Probability tables: \begin{align} \newcommand{\mean}{{\rm mean}} \newcommand{\cov}{{\rm cov}} B({\rm True}) &= 0.5 \\ C(T|B=T) &= 0, &C(T|B=F) &= 1 \\ C(F|B=T) &= 0.5, &C(F|B=F) &= 0.5 \\ G(C=F) &= \mean + \cov = 0.5667 + -7.8789 \\ G(C=T) &= \mean + \cov = -3.2 + -0.01 \end{align}

However when I'm performing inference, the MATLAB toolbox gives me a different result than what I do by hand.

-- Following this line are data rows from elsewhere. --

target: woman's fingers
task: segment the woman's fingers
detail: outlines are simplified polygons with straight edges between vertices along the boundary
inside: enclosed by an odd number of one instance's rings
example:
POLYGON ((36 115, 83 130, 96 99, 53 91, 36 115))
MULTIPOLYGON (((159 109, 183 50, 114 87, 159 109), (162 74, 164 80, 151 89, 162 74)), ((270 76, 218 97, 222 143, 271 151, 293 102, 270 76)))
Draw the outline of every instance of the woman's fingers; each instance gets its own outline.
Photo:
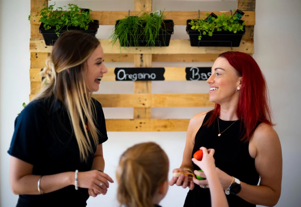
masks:
MULTIPOLYGON (((104 193, 106 192, 106 191, 105 191, 99 186, 99 183, 100 183, 99 181, 98 181, 97 182, 98 183, 95 183, 93 185, 92 188, 95 191, 99 192, 101 193, 104 193)), ((103 185, 104 185, 103 184, 103 185)))
MULTIPOLYGON (((104 179, 104 178, 102 179, 102 180, 103 180, 104 179)), ((107 182, 108 182, 107 181, 107 182)), ((95 184, 97 185, 98 185, 101 188, 101 189, 102 189, 104 192, 106 192, 107 191, 108 188, 106 185, 105 182, 103 182, 101 181, 101 180, 98 180, 96 181, 95 183, 95 184)))
MULTIPOLYGON (((101 176, 104 178, 107 181, 108 181, 110 183, 113 183, 114 182, 114 181, 113 180, 113 179, 112 179, 111 177, 109 176, 108 175, 104 172, 99 172, 100 173, 99 175, 101 176)), ((107 187, 109 187, 109 183, 107 183, 107 187)))
POLYGON ((183 174, 180 175, 180 176, 178 178, 178 180, 175 183, 175 184, 178 186, 180 186, 182 185, 182 182, 184 180, 184 175, 183 174))
POLYGON ((213 156, 214 154, 214 152, 215 151, 214 149, 209 149, 208 150, 208 152, 209 153, 209 154, 213 156))
POLYGON ((97 196, 97 194, 94 192, 94 190, 93 189, 89 189, 89 194, 94 198, 97 196))
MULTIPOLYGON (((107 180, 105 178, 103 177, 102 176, 100 176, 97 178, 97 179, 98 179, 99 181, 99 183, 98 184, 98 185, 99 185, 100 184, 100 182, 101 182, 102 183, 102 186, 103 186, 104 185, 105 185, 106 189, 109 188, 109 182, 108 182, 107 180)), ((102 186, 101 187, 102 187, 102 186)))
POLYGON ((184 176, 184 180, 183 184, 182 185, 182 187, 183 188, 186 188, 188 185, 188 176, 184 176))
POLYGON ((171 186, 172 186, 175 184, 175 182, 177 181, 177 180, 178 179, 175 177, 173 177, 172 178, 171 178, 171 179, 169 181, 169 185, 171 186))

I'm trying to calculate $P(C=F|B=F,\ G=-2.9)$. I use the following:

  1. (Bayes' law)
    $$P(C=F|B=F, G=-2.9) = \frac{P(B,G|C)P(C)}{P(B,G)}$$

  2. (Marginalization over $C$)
    $$\ldots= \frac{P(B,G|C)P(C)}{\sum C(P(B,G|C))}$$



  3. $$\ldots= \frac{P(B,G|C)P(C)}{(P(B,G|C)P(C)+P(B,G|\neg C)P(\neg C))}$$

  4. (Conditional Independence between $F$ and $G$ given $C$)
    $$\ldots= \frac{P(B|C)P(G|C)P(C)}{(P(B|C)P(G|C)P(C)+P(B|\neg C)P(G|\neg C)P(\neg C))}$$

  5. (due to the direction of dependence in the graph, therefore it cancels out of the equation)
    $$\ldots\ P(B|C) = P(B)$$



  6. $$\ldots = \frac{P(G|C)P(C)}{(P(G|C)P(C)+P(G|\neg C)P(\neg C))}$$

  7. We can calculate $P(G|C)$ from the specific PDF, and $P(C)$ from marginalization using $\sum F(P(C|B))$.

\begin{align} P(C=F) &= 0.75, &P(C=T) &= 0.25 \\ P(G=-2.9|C=F) &= 0.0663, &P(G=-2.9|C=T) &= 0.0443 \end{align}

My final solution is: $0.0663\times 0.75/(0.0663\times 0.75 + 0.0443\times 0.25) = 0.8178$
The solution that the MATLAB program is giving me is: $0.5993$.

The MATLAB program is the BNET toolbox, so I'm more inclined to think I'm doing something wrong in my calculation. But I just can't figure out what it is.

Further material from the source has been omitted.